You will still need to have a project to port your program, but instead of
trying to outstrip the rate at which production code changes, the effort is
instead going towards perfecting a software machine which translates the
program in an instant. By doing it this way, you can always upgrade your
technology without slowing down the production team, or without trying to
outstrip a production team which is already trying to move competitively fast.

I know this trick works. I've done it. What makes this challenging:

    
    
        - Management will be afraid of this, because it's unconventional
        - Teams may not want to or be able to usefully adhere to such standards 
    

But if your organization can pull this off, then you will be able to upgrade
technology without slowdowns in implementing new business functionality. If
organizations can pull this off, they can "just rewrite in in X" any time they
want to! ( _And_ wind up with idiomatic code in the new language! If you are
trying to do this, and not winding up with idiomatic new code, then you have
tackled this at the wrong level of abstraction, possibly being hampered by a
team which didn't have suitable coding standards.)

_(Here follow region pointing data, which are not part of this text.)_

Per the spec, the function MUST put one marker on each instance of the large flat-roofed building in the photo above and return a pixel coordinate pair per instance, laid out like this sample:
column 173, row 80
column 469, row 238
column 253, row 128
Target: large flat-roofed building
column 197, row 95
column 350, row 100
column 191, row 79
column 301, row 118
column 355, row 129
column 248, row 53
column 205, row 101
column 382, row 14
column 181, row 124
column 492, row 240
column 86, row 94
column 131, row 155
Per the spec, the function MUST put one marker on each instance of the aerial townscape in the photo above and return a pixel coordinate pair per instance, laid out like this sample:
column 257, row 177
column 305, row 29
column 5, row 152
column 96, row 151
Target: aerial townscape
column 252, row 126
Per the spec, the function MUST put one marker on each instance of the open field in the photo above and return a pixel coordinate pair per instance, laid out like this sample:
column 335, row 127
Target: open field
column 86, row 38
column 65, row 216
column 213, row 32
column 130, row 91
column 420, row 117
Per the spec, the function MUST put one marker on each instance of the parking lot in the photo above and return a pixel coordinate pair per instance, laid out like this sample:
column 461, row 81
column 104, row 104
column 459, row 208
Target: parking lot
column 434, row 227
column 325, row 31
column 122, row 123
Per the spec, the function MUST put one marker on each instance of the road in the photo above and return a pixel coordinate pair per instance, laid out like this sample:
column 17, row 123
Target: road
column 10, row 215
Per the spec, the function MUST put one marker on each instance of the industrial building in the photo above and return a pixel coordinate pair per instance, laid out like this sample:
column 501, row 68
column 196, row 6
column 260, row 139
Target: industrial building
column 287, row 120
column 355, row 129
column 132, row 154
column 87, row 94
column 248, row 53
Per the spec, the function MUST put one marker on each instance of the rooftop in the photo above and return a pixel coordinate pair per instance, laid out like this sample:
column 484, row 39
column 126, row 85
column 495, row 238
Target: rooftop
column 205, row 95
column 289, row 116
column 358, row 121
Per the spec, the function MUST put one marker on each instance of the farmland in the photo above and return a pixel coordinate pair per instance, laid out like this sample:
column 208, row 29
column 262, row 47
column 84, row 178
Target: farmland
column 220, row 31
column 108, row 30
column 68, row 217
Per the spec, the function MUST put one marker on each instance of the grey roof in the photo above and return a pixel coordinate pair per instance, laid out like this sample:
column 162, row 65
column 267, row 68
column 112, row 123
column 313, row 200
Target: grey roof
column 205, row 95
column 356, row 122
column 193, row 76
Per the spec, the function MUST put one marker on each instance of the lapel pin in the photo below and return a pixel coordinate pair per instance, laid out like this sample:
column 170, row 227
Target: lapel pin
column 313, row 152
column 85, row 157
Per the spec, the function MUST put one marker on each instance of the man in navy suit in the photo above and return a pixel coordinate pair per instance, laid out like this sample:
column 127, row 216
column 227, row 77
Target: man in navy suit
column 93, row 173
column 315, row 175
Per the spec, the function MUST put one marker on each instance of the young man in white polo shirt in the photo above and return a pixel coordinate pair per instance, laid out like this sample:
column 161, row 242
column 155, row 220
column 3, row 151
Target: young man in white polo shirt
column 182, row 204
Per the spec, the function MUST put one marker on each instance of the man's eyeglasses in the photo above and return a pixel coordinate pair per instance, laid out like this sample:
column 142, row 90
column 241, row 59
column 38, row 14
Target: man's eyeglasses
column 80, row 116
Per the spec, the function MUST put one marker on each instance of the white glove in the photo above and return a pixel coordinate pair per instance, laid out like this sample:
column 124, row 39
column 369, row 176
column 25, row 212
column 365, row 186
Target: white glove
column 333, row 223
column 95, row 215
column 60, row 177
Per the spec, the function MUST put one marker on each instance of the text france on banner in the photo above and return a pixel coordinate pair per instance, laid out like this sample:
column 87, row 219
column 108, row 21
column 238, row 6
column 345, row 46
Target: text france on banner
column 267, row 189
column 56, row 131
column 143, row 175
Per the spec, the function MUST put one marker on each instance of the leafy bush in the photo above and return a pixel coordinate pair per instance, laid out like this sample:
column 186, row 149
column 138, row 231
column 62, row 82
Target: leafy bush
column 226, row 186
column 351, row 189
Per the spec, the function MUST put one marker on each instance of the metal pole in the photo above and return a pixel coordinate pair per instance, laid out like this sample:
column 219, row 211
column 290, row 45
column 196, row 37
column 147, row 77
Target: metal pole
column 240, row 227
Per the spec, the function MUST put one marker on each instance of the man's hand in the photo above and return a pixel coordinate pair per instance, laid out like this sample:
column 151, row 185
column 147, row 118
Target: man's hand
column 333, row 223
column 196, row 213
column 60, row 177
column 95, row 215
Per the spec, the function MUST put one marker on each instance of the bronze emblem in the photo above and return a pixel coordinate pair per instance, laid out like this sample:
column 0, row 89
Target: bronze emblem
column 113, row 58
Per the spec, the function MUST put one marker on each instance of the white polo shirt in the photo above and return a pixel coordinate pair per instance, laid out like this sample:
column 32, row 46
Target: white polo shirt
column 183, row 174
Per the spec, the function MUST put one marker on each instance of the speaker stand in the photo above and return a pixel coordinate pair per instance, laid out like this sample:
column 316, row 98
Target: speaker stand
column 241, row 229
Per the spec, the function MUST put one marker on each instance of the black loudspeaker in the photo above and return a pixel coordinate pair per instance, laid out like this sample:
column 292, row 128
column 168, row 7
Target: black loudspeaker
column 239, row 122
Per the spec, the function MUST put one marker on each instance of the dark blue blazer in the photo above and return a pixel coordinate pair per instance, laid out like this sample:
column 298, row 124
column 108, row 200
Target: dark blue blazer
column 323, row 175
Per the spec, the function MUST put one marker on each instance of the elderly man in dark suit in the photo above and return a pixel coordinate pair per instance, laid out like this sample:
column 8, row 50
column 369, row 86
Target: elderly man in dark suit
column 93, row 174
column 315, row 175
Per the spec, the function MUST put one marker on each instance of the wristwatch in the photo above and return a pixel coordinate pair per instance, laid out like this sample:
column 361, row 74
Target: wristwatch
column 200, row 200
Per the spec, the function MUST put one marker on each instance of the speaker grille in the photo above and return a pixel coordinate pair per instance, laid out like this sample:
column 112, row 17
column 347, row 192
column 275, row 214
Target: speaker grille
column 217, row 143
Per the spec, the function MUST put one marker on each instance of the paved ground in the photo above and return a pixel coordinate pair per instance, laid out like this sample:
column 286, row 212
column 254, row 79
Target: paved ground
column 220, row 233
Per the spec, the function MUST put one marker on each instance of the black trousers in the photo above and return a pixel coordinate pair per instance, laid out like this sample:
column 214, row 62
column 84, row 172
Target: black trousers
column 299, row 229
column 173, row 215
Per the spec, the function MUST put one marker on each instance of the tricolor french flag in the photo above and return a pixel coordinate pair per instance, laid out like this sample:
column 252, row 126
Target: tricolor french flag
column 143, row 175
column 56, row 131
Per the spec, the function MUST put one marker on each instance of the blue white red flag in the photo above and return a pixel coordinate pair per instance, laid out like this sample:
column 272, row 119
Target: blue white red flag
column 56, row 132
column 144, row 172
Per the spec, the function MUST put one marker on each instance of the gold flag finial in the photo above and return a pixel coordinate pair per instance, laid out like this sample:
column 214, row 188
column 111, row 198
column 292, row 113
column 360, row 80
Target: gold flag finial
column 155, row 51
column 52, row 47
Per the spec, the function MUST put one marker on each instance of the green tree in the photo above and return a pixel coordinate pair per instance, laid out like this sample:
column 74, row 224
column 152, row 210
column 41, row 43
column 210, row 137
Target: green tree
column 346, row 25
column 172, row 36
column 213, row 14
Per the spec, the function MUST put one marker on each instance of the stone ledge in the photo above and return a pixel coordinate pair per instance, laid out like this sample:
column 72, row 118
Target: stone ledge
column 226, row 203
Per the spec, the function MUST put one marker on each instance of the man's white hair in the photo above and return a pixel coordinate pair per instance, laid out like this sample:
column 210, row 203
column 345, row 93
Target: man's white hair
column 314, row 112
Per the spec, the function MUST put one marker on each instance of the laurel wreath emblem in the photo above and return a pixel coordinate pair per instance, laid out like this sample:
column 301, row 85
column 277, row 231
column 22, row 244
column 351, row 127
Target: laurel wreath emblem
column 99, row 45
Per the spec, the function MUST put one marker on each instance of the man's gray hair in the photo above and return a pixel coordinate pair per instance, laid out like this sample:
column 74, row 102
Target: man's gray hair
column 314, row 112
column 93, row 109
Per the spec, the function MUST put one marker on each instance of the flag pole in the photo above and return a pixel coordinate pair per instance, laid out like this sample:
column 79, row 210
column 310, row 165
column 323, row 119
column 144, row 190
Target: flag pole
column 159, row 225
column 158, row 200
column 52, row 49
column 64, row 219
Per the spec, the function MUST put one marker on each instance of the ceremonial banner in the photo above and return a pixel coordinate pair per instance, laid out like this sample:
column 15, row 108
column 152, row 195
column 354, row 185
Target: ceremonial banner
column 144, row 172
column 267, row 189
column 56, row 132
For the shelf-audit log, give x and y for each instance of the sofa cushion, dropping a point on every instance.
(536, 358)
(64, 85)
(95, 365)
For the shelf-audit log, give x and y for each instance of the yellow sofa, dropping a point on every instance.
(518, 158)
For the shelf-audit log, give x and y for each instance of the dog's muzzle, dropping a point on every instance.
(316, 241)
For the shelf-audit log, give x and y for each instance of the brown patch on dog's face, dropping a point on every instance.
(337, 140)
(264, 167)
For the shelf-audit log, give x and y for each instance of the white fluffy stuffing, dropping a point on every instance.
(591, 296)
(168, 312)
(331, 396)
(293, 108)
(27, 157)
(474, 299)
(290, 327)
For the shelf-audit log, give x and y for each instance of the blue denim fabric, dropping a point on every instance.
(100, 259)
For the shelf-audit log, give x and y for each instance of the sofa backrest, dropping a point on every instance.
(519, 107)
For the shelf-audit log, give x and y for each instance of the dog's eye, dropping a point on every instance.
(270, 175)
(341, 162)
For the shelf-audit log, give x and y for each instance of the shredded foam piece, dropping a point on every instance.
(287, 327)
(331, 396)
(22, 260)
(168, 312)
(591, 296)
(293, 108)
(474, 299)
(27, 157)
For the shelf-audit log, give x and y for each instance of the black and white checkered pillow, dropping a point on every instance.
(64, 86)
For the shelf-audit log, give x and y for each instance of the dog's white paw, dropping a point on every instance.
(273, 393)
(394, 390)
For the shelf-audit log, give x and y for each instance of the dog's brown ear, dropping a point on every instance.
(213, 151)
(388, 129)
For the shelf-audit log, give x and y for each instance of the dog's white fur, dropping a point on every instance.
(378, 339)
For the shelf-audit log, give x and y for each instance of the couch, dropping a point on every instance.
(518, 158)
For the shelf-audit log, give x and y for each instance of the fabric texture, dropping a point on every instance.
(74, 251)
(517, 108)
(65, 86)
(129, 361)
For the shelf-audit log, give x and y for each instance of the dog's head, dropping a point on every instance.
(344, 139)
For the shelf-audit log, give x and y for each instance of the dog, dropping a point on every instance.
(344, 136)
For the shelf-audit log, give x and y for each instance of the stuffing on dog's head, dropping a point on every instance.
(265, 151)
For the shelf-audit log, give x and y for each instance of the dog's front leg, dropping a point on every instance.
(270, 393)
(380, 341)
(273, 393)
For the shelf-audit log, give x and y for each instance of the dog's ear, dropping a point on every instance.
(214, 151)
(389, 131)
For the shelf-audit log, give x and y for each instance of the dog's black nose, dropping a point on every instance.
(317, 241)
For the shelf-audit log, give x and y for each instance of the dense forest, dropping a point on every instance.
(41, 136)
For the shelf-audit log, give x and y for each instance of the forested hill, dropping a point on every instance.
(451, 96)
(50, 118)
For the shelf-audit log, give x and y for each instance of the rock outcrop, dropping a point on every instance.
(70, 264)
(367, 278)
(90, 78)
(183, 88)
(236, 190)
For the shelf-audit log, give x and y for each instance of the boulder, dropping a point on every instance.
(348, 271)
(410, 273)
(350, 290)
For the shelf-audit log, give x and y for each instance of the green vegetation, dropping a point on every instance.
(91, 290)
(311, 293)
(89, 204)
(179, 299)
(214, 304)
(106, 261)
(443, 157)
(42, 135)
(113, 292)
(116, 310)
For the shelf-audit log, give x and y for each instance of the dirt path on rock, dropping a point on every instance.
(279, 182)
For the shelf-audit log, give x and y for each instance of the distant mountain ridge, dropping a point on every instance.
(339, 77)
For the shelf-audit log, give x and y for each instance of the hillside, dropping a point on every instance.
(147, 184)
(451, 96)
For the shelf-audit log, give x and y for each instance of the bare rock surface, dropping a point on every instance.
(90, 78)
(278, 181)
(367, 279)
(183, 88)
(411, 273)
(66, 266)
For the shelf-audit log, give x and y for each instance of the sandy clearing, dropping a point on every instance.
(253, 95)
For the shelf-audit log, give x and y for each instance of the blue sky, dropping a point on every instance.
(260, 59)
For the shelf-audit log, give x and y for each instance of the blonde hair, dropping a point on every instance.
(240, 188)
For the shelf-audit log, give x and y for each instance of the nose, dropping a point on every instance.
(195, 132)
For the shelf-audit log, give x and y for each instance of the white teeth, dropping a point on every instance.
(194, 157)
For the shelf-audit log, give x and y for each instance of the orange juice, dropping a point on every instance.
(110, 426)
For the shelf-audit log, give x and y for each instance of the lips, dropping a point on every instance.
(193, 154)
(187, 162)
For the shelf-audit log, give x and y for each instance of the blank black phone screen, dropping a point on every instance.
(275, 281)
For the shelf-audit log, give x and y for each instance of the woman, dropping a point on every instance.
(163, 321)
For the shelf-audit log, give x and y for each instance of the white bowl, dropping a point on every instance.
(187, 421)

(Think of it this way: Do you think it's easier for a very capable team to
outstrip your ability to keep up with features, or your ability to keep up
with new programming idioms? If you team is competent, they will be _quickly_
producing new features, but _seldom_ producing new coding idioms!)

------
doggydogs94
Another flavor of this topic is the following: just convert from database X to
database Y. It should be easy, they are both SQL.